Brouillons

La psychette : Houlà, ça va pas .

Demoral : Moi si, le reste non.

La psychette : Raconte moi.

Demoral : Quoi?

La psychette : Une histoire.

Demoral : Moitessier, vous en êtes vous?

La psychette : Qui?

Demoral : Laissez tomber, je signerai quand même le chèque.

Alors que Moitessier, un marin, se désintéresse de la course de ses prix et de ses enjeux, un anglais Robin Knock-Johnson emporte amour gloire et beauté. Seulement, dans mes recherches, je découvre rapidement qu’il fut déclaré désespérément normal par les psychiatres de la course. J’ai vécu au moins vingt ans avec cette idée fausse dans la tête que le vainqueur était un autre de l’autre rive. Puis l’administration française m’a exclu et la marine britannique m’a accueilli. J’ai voulu en savoir plus sur ce gentleman sailor trop parfait. Dans une vidéo, il explique hilare comment, après avoir vidé ce qu’il lui restait d’alcool fort un matin coque retournée au large du cap horn, persuader des médecins des journalistes, en un mot des terriens, de le faire passer pour un mec censé. Que quand t’es dedans, c’est trop tard pour avoir peur.

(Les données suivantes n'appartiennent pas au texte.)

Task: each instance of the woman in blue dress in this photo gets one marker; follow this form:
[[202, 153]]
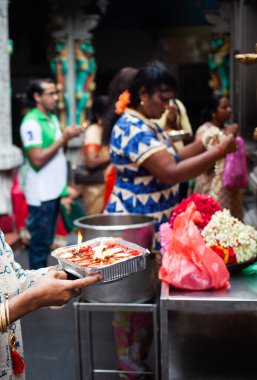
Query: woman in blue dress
[[148, 171]]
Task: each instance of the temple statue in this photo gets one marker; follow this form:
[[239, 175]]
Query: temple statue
[[218, 61], [85, 66], [72, 56], [248, 59]]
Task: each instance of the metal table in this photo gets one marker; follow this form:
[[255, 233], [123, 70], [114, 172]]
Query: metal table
[[87, 308], [210, 334]]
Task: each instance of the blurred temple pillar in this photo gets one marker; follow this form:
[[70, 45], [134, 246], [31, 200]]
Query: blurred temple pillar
[[10, 155]]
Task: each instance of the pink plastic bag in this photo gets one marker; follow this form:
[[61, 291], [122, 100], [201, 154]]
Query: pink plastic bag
[[189, 263], [235, 175]]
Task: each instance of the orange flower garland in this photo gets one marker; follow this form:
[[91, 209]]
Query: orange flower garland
[[122, 103]]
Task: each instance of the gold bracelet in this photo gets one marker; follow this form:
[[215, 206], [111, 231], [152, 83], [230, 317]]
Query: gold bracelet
[[221, 150], [7, 313]]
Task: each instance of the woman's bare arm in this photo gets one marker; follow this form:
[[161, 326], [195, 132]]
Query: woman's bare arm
[[53, 289], [163, 167]]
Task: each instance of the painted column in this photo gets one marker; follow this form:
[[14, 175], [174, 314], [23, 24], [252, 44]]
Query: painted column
[[10, 156]]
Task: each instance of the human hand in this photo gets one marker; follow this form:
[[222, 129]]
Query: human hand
[[71, 132], [54, 289], [171, 120], [228, 144]]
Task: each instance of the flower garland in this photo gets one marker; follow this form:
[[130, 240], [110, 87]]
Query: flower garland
[[122, 103], [226, 232], [206, 205]]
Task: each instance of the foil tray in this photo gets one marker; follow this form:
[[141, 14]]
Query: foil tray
[[110, 272]]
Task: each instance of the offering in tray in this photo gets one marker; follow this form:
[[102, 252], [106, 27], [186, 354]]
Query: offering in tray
[[97, 255], [113, 258]]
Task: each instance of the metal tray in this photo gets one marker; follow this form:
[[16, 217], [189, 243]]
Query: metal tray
[[110, 272]]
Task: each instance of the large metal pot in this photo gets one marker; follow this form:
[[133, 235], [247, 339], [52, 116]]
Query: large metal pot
[[138, 229]]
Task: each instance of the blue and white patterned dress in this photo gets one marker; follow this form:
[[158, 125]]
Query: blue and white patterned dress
[[134, 139], [17, 280]]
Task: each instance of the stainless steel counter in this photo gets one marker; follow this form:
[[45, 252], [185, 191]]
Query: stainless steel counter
[[210, 334]]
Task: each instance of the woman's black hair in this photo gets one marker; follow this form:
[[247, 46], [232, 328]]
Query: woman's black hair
[[151, 77], [99, 107], [35, 86], [120, 82], [206, 113]]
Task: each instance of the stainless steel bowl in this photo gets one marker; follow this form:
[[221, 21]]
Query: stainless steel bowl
[[138, 229]]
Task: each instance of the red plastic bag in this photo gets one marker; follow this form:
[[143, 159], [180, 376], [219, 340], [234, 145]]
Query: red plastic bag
[[189, 263], [235, 175]]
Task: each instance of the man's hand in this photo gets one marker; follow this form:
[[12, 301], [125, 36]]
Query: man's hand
[[71, 132]]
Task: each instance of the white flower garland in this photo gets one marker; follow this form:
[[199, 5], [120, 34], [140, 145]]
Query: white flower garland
[[227, 231]]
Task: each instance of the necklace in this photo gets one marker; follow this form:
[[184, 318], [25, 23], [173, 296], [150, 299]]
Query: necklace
[[18, 364]]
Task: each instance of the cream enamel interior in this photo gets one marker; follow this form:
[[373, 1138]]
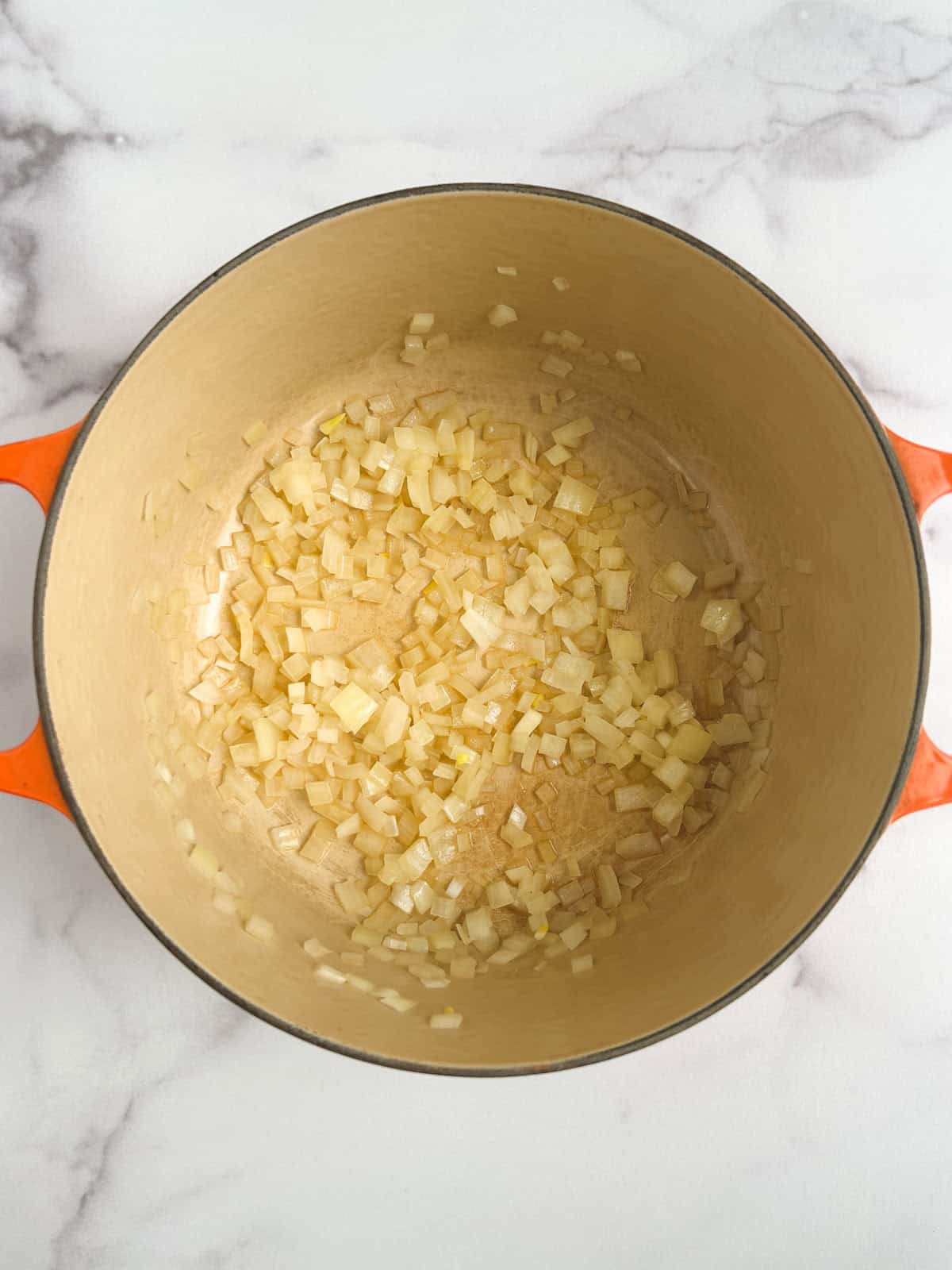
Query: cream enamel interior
[[733, 391]]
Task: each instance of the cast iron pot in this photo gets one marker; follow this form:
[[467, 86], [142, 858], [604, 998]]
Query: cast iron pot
[[736, 391]]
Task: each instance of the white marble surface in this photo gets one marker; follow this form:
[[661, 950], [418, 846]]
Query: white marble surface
[[148, 1123]]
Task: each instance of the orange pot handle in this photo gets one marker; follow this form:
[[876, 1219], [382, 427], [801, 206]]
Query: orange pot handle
[[928, 475], [35, 465]]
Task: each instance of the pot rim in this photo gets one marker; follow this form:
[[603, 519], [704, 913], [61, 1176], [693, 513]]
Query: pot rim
[[892, 795]]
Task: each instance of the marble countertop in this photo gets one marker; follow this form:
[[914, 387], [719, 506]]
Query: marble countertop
[[148, 1122]]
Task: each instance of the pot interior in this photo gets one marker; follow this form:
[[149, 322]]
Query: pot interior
[[733, 393]]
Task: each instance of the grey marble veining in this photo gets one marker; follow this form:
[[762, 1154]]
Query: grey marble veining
[[148, 1122]]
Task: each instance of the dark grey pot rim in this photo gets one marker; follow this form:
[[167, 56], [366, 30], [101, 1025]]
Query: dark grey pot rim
[[596, 1056]]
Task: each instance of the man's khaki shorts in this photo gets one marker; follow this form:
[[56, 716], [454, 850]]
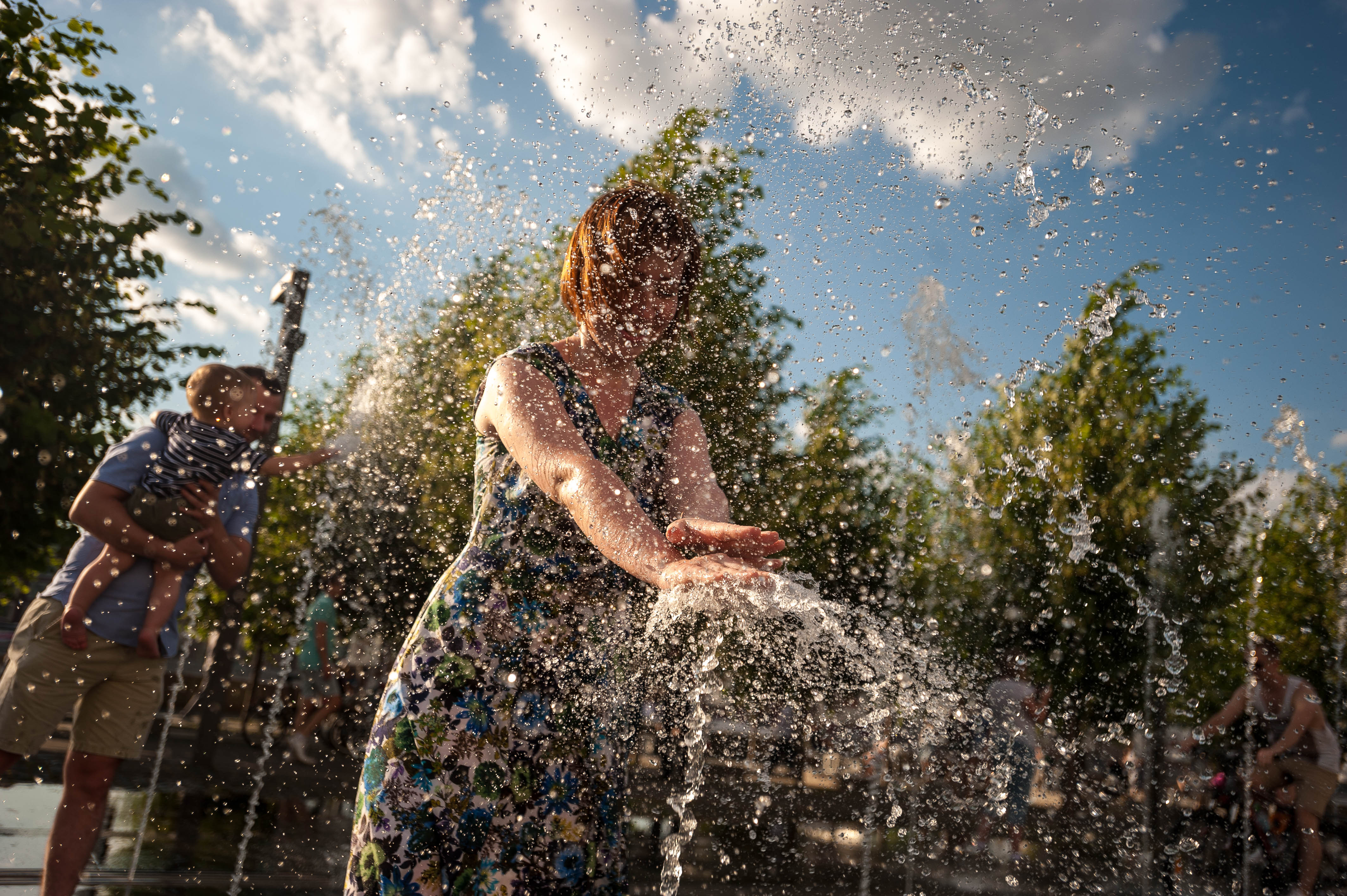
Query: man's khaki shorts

La psychette : Pourquoi tu me racontes ça?

Demoral : Vous êtes gracieusement rétribuée par ma mutuelle pour répondre à cette question.

La psychette : Ne sois pas désagréable.

Demoral : Quand et où ai je le droit, depuis que je ne l’ai plus pour ma joie , d’exprimer ma colère mes doutes mes peurs depuis que le rêve est devenu ridicule. .

La psychette : Ici, vas y, lâche toi.

Bien. Je pense comprendre que mon avenir aussi bien au sein du XV de France, que de l’élite de la finance ni de l’intelligentzia à la mode est compromis. Cependant, ne rencontrant et n’aimant que des fous, je me demande s’il ne serait pas temps d’enfermer celles qui me disent  » vous avez la cloison nasale déformée » alors qu’à la base, ça fait six mois qu’ils me font hyppomaniaquer sur un problème d’hypophyse. Ceci dit , selon la médecine légale, j’ai un très beau cervelet. Vous voulez voir, c’est comme un clito mais en plus beau?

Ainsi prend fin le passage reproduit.